Some have accomplished a similar result by using an air cooler for water. This
cooling is supplemented as needed with a cooling tower. The combination unit is
usually preferred.

39

Heat Exchangers
5.4 Choice of Heat Exchangers
It should be apparent from preceding discussions that choice of heat exchangers
involves many factors. It is relatively easy to choose one that will work. An intelligent
choice however involves choosing equipment that optimizes cost of the total system
without compromising operating reliability.
Heat exchangers normally cost less per unit of energy transferred than any other type
of energy equipment. If you "chisel" on exchanger size you must pay dearly for this in
the cost of companion equipment in many instances. Since heat loads vary with flow
rates, some flexibility must be provided. If done wisely, a little extra heat exchange
capacity is the cheapest "insurance" one can purchase.
There are some "rules" one should follow.
1. Do not specify a HEX without consideration of its effect on the total
process.
2. Do not make the capital cost of the HEX alone a sole criterion for purchase.
3. Acquaint the vendor with details of service and point out that choice will be
made on both initial and operating cost, not initial capital cost alone.
4. Use realistic pressure drop specifications since this affects size and cost.
Allow as much pres sure loss as economics dictate for the actual system and
not merely reproduce a standard spec that might not apply.

40

Heat Exchangers

6. Heat Exchanger Operation


6.1 Procedure to Take a Heat Exchanger out of Service
1. The hot fluid must be shut off before the cold fluid, This should be done slowly to
allow the exchanger to cool down.
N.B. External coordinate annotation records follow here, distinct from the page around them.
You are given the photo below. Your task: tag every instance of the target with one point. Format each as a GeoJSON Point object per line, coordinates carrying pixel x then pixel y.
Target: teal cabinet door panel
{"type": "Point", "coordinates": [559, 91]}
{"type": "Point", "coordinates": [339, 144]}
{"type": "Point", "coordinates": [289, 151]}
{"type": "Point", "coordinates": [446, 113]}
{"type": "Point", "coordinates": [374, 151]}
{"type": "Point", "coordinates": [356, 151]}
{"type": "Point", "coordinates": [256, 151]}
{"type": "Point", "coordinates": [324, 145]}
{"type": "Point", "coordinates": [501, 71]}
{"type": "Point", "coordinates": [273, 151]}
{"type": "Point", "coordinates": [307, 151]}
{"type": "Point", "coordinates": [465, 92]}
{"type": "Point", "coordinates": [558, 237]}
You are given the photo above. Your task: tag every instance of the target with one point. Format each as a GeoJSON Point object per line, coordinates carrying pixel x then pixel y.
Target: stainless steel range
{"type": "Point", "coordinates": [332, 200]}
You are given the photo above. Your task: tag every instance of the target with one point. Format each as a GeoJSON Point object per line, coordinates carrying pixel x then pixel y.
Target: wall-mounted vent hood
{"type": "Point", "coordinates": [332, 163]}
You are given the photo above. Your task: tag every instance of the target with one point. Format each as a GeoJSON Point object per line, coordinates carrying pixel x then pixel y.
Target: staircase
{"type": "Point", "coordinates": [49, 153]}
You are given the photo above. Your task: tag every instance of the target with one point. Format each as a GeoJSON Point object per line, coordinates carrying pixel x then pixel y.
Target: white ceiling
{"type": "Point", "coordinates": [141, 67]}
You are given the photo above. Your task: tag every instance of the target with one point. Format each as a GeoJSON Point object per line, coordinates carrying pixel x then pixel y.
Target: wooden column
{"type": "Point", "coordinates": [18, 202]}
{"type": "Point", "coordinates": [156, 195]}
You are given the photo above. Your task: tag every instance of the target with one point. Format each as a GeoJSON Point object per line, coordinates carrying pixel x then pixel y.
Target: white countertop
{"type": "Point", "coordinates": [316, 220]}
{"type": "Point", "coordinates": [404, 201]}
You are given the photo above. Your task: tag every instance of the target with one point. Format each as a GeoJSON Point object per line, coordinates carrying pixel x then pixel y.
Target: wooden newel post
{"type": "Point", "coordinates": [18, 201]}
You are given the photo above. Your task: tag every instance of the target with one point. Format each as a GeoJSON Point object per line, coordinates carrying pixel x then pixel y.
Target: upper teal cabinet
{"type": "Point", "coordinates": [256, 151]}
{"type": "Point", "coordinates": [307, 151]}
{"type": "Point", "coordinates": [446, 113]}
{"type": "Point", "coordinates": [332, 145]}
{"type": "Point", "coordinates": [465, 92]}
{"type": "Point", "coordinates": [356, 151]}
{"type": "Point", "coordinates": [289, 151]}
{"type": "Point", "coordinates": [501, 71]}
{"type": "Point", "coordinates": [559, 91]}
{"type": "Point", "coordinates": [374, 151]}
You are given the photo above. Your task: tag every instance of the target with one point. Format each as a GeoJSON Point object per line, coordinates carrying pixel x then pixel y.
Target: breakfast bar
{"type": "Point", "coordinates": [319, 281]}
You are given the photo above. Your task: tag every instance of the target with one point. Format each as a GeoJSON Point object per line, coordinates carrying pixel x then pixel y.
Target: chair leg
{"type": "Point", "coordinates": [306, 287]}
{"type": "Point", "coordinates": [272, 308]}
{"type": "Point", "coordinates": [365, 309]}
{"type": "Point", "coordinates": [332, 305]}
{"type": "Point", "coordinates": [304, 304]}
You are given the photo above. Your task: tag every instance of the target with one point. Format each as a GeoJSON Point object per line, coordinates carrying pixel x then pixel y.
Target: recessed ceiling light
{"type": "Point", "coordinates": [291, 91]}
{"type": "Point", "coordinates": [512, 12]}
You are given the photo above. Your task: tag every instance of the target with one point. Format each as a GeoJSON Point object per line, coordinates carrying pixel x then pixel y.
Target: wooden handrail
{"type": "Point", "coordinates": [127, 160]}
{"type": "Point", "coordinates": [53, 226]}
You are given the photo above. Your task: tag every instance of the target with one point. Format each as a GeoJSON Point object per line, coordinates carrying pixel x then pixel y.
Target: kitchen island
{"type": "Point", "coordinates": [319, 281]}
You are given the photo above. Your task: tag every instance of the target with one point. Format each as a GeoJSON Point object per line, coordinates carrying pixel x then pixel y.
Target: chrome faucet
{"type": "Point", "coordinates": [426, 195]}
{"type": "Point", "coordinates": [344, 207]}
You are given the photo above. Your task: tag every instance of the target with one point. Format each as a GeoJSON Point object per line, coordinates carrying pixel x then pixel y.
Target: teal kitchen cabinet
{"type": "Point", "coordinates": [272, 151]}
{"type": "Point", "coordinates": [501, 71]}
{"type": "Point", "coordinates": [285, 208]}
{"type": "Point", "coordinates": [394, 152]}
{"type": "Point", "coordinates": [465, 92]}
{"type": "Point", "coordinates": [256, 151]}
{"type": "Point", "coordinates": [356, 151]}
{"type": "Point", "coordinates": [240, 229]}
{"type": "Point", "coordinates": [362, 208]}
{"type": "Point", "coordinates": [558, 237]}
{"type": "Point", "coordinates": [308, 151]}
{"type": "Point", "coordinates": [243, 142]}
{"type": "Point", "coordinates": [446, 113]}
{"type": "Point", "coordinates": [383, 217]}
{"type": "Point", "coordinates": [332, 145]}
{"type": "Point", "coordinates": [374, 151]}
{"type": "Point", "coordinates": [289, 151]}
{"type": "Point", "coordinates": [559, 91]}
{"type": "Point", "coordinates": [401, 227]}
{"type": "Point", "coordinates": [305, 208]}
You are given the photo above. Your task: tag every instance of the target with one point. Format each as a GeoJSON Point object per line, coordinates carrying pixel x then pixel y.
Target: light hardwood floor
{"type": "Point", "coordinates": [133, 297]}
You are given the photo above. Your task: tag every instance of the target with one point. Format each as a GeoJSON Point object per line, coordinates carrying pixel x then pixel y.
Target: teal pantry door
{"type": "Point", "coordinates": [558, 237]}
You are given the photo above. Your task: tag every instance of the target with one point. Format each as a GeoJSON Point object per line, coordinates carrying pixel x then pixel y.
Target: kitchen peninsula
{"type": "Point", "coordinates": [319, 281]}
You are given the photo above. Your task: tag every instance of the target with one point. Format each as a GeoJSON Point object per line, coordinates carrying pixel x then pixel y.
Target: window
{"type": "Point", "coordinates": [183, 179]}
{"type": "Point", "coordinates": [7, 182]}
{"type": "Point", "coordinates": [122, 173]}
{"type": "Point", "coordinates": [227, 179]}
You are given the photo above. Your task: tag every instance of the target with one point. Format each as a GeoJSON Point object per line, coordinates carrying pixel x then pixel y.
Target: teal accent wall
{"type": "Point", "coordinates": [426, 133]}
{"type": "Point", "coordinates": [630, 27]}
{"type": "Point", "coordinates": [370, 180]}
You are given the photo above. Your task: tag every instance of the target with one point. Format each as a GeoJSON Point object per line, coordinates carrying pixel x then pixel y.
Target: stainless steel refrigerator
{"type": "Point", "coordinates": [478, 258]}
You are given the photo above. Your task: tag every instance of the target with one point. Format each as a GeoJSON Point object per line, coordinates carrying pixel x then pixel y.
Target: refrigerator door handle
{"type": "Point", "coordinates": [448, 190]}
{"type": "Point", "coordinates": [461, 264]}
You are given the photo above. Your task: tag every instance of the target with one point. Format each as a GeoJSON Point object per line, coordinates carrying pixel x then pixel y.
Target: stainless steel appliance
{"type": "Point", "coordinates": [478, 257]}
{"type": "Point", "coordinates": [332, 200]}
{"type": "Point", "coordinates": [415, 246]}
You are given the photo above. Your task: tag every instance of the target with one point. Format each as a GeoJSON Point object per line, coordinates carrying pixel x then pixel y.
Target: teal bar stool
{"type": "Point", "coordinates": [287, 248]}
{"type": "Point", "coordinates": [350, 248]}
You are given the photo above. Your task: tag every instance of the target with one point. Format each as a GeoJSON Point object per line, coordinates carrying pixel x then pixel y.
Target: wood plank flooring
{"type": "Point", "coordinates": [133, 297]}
The cold fluid must not be shut off first.
Otherwise, the heat from the hot side will cause the cold fluid to increase in
temperature and as there is no place for the expansion, the pressure would build up
and cause exchanger ruptures.
2. After the hot fluid has been shut off, both on inlet and outlet of the exchangers and
the temperature has cooled to that of the cold fluid, then the cold fluid can be shut
off on both inlet and outlet valves.

3. Both shell and tube side should now be pumped out to slop or drained
down.
4. Both inlet and outlet lines should be blanked off for safety.
5. If the exchanger is in sour oil service or any iron sulfide scale is expected, the
exchanger should be water washed before opening to the atmosphere.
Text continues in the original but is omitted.